The Jews did have councils; eg: the so called Sanhedrin is an example:
Well, here’s the thing.
It’s still common for many scholars nowadays to speak of ‘the (Great) Sanhedrin’ and to take its existence for granted, admittedly. But, the problem with this is that the concept only comes from later Rabbinic sources - the Mishnah, the Talmud - and doesn’t exactly quite jive in with what contemporary sources (Josephus, etc.) describe. In other words, it’s possible that the idea of a ‘Great Sanhedrin’ being the sort of a supreme religious body was another sort of revisionist history on part of the later Rabbis.
In a way, Jews did have ‘councils’. I say ‘councils’ (plural) because there were really different ones: every Jewish village or town were governed by a group or council of local elders.

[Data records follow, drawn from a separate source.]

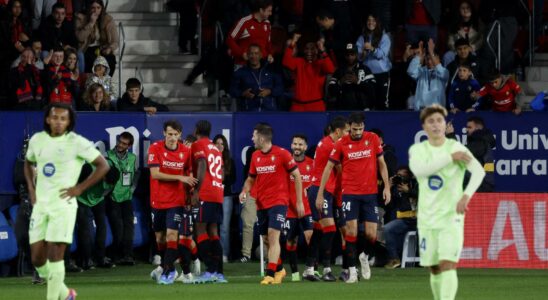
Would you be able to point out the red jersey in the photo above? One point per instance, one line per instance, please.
(323, 150)
(305, 168)
(168, 194)
(211, 189)
(271, 172)
(504, 99)
(246, 32)
(359, 163)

For Jerusalem, the councils in charge were composed of the high priest and the local aristocrats who acted as his advisors.
In the case of Jerusalem, there is a consultative body made up of local aristocrats and men of power which Josephus calls the
boulē (a la the Greek institution), which discussed daily affairs and issues pertinent to the city of Jerusalem. Meanwhile there were two further informal,
ad hoc institutions known simply as a ‘council’,
synedrion (the Aramaic word
sanhedrin/
sanhedrim comes from this Greek term), which functioned only for specific tasks, either
consultative, where a Roman official called on specific Jewish groups to assist in determining a course of action, or
judicial, which was convened usually by a leading official such as the high priest.
In fact, the
synedrion only played an adjunct role to the high priest, who was really the man in power. The high priest, with the support and assistance of the chief priests and some of the powerful lay people (who usually fills up the advisory ‘councils’ he convenes), handled local government; the
boulē, meanwhile, normally did very little, if at all.
By the time the prefects and procurators began to govern Judaea Province, the high priest was still head of his council, but usually he could not convene his
synedrion without Roman approval. (In Acts 22:30, the tribune had the power to summon “the chief priests and all their council.”) But then again, the Romans left daily government to local hands anyway, preferring to stay in the background.
These Jerusalemite, high priestly councils is what in the later tradition became the ‘Great Sanhedrin’ (the local city/town/village councils became what is dubbed the ‘Lesser Sanhedrin’). Now, the Rabbis made it appear as if the Pharisees (rather than the Sadducees and the Temple priests - as attested in the gospels and Josephus), sages like themselves, were the ones who were running this ‘Sanhedrin’ - hence the idea of the ‘Prince’ or
Nasi who supposedly functioned as head or representing president of this council. In other words, they rewrote history in order to make the Pharisees more prominent.
Of course, later scholars who studied all the texts became perplexed because on the one hand, you have Josephus and the New Testament saying one thing (a high priest-run political and judicial city council) and the Mishnah and the Talmud saying another thing (a Pharisee-run religious council). They merely assumed that both are right, and that both of these courts coexisted: the Mishnaic ‘Sanhedrin’ ran religious affairs while the high priestly council ran political ones.
I personally think that the harmonization is half-right: maybe the Pharisees did have a sort of council/s
within their own party that made rulings on religious matters, but it isn’t as influential to all of Judaism, or even to Palestinian Judaism, as the Mishnah would like to suggest it was. I think the Mishnah’s picture of the ‘Great Sanhedrin’ is the result of the Rabbis projecting the Pharisaic council onto the high priestly council(s), conflating the two.